Sie brauchten länger, als sie vermutet hatten, bis sie endlich, völlig außer Atem, den Fuß des Turmes erreichten. Sein Eingang wurde nahezu gänzlich von einem Granitbrocken versperrt, und nur mit Mühe gelang es Grimma und Bollis, sich durch den engen Spalt ins Innere zu zwängen. Dort erwartete sie die nächste Enttäuschung: Der untere Teil der Wendeltreppe, die an den Wänden nach oben führte, war eingestürzt - ein Trümmerstück, das geradewegs von oben in den Turm gefallen war, hatte die Aussichtsplattform zerstört und bei seinem Fall in die Tiefe einen Teil der Stufen mit sich gerissen.
»Wir können es trotzdem schaffen«, munterte Grimma den enttäuschten Bollis auf und deutete auf die Fensternischen, die in regelmäßigen Abständen den Verlauf der Wendeltreppe unterbrachen. »Die obere Plattform mag zerstört sein, aber wenn es uns gelingt, irgendwie auf die Treppe zu kommen, können wir aus einem der oberen Fenster schauen.«
Bald hatten sie eine Möglichkeit gefunden, sich über eine Trümmerrampe zur untersten der heilgebliebenen Stufen hinaufzuhangeln.
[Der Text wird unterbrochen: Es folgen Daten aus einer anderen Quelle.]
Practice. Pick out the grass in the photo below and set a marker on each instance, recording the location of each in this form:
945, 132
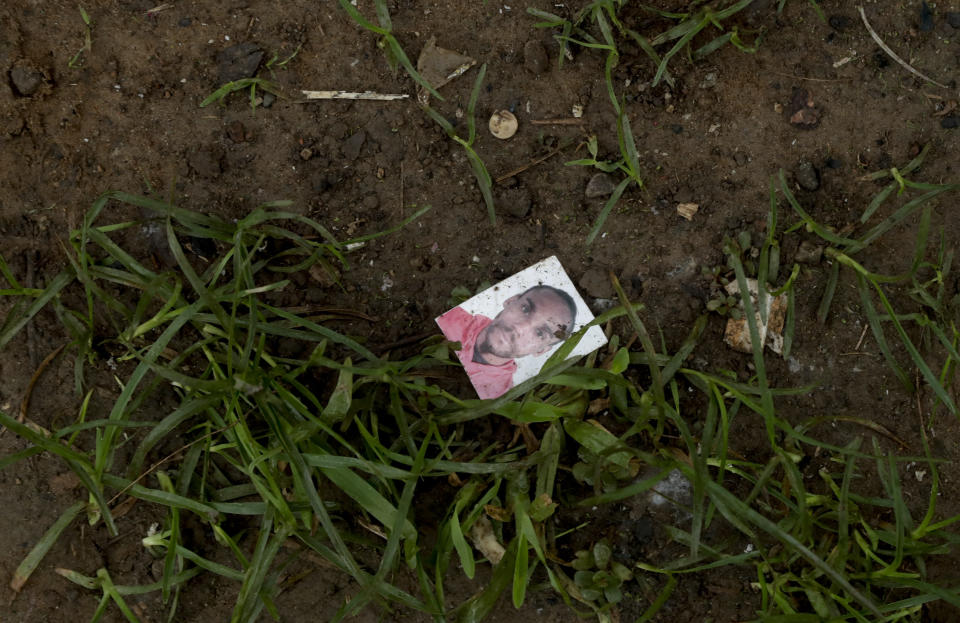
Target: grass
77, 59
933, 316
300, 451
Jenseits des Lochs, das der Felsbrocken in den oberen Teil des Turmes gerissen hatte, färbte sich der Himmel dunkel. Sie mußten sich beeilen.
Vorsichtig kletterten sie die Treppe hinauf, immer in der Angst, das mürbe Gestein könnte unter ihnen zusammenbrechen. Sie gelangten zum ersten Fenster, dann zum zweiten und stiegen ohne Pause weiter nach oben. Das fünfte und letzte Fenster befand sich nur ein kleines Stück unterhalb der ehemaligen Turmplattform. Grimma beugte sich hinaus, so weit, daß Bollis sie von hinten festhalten mußte. Es gelang ihr, einen Großteil der Stadt zu überblicken. Als erstes schaute sie zurück zur Arena. Auf dem Rundgang der Außenmauer war niemand zu erkennen. Die Zurückgebliebenen mußten sich ins Innere zurückgezogen haben. Sie schaute weiter in die Runde, über die zerfallenen Ruinen hinweg. Sie versuchte den Ort auszumachen, an dem sie den Rest des Spähtrupps zurückgelassen hatten, gestand sich jedoch ein, daß sie angesichts des labyrinthischen Wirrwarrs aus Felsen, Gassen und Geröllhalden die Orientierung verloren hatte.